Стихи Кудрявцева изобретают и выбирают (попеременно) несколько способов говорить о современности, но ни один, кажется, не совпадает с общепринятым. Много уже говорилось о том, что новая поэзия берет на себя функции прозы, заставляет себя в буквальном смысле слова танцевать за плугом. Она умеет это, да, и как раз сейчас расплачивается за подмену. Кудрявцев и не пытается заместить одно другим. Тексты «Гражданской лирики» – рискованная и успешная попытка делать эпос минимальными средствами – оставив на обочине нарратив, прямую речь, разные виды буквально понятой актуальности, сохранив только предметный ряд и собственный голос. Эффект, которого достигают эти стихи, странный и неожиданный; автор, как на видеокассетах когдатошних восьмидесятых, в одиночку говорит и показывает, переводит и озвучивает многофигурный и многоголосый фильм – то ли «Однажды в Америке», то ли «Гибель богов». То есть берет на себя роль тенора в огромном оперном спектакле.
Когда речь заходит о лирике, становятся страшно важными не только качество и тембр голоса, но и то, из какой точки он исходит – и дело здесь не только в акустике. Все, произносящееся с этих подмостков, должно исходить изнутри четкой системы ценностей: мне, читателю, необходимо знать основания, на которых происходит действие. Кому именно я верю? Кто ко мне обращается – поэт-герой? поэт-дурак? поэт-цветок?
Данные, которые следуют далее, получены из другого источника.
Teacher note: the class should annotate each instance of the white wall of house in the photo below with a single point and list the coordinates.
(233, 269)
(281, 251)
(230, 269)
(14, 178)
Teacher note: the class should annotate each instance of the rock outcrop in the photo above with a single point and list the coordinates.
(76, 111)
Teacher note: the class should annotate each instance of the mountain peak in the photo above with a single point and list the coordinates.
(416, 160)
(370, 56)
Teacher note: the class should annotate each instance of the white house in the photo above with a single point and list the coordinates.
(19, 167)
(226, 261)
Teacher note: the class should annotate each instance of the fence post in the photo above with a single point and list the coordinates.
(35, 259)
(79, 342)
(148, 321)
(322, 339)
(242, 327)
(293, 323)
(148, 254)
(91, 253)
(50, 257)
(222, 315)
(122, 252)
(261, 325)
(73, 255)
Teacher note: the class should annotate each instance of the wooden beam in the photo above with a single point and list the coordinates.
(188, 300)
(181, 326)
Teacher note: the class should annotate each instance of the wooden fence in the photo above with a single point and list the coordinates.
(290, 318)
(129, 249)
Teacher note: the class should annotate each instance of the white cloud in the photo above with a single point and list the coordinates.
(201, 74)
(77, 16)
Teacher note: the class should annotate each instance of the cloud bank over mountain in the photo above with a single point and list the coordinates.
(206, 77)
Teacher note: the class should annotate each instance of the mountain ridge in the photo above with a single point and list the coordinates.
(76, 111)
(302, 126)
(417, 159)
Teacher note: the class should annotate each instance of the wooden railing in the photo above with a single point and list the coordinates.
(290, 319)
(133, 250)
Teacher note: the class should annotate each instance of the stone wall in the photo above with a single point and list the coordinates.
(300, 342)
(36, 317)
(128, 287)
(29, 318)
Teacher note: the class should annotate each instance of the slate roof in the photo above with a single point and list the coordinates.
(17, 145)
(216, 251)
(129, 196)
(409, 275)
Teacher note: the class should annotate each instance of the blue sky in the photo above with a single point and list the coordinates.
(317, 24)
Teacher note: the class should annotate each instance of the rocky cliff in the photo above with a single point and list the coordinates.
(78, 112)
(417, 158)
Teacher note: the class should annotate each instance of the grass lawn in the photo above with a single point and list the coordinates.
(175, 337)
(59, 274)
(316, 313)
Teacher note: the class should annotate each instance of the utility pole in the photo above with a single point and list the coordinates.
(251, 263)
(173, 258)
Способ речи, выбранный Кудрявцевым, подразумевает последовательный отказ от любого рода самоопределений, от авторских масок и фиктивных тел ради позиции, настолько непопулярной сегодня, что мне даже как-то неловко ее назвать. Это (пустующая) вакансия взрослого человека. Со всеми невеселыми знаниями и обязанностями, которые у него есть, включая безнадежные и неизбежные попытки взять на себя ответственность за все происходящее во вверенной нам вселенной. Включая каждое слово и каждую букву. Что вроде бы и не имеет прямого отношения к текстам, но дает им недвусмысленный этический заряд.
И это, конечно, этика мужского мира, его особые расклады и понятия («зуб с коронкой, игровое поприще с оборонкой»). Тем интересней, что партия, отведенная здесь гражданскому лирику Кудрявцева, акцентированно мужская по исполнению, по сути своей и по задаче – женская; это подсчет мертвецов, и оплакивание, и проводы в иной мир, и стояние на границе. Координатная сетка, видимо, важная для самоопределения автора (там вектор движения определяют Генделев и Лимонов), здесь на время теряет смысл. То, что в последние годы делает в стихах Елена Фанайлова, лучше иллюстрирует то, какая именно лирика (и какое гражданство) имеются в виду – и почему смерть оказывается рамочной конструкцией, берущей эту книгу в кавычки.
Критик описывал роман Кудрявцева «Близнецы» как «грандиозную точку перехода» из прозы в стихи и обратно. «Гражданская лирика» тоже фиксирует что-то вроде переходного состояния: это тексты, написанные на руинах коллективного опыта последних десятилетий, затягивающие его, как рану, соединительной тканью частного: частной вины, выбора, траура. Это, собственно, и о том, как устроены здесь отношения между словами: они делятся как клетки, отражаясь одно в другом, плодясь и размножаясь на фоне собственного распада. Это о том, что и эта книга – альтернатива прозе, но совсем другая. Она существует в воронке, не вместо, а на месте прозы – в широком поле, где мог бы разместиться немыслимый нынче большой нарратив, на месте несуществующих итогов и обобщений.
«и своим ни шелестом ни жестом поработаем еще над этим местом».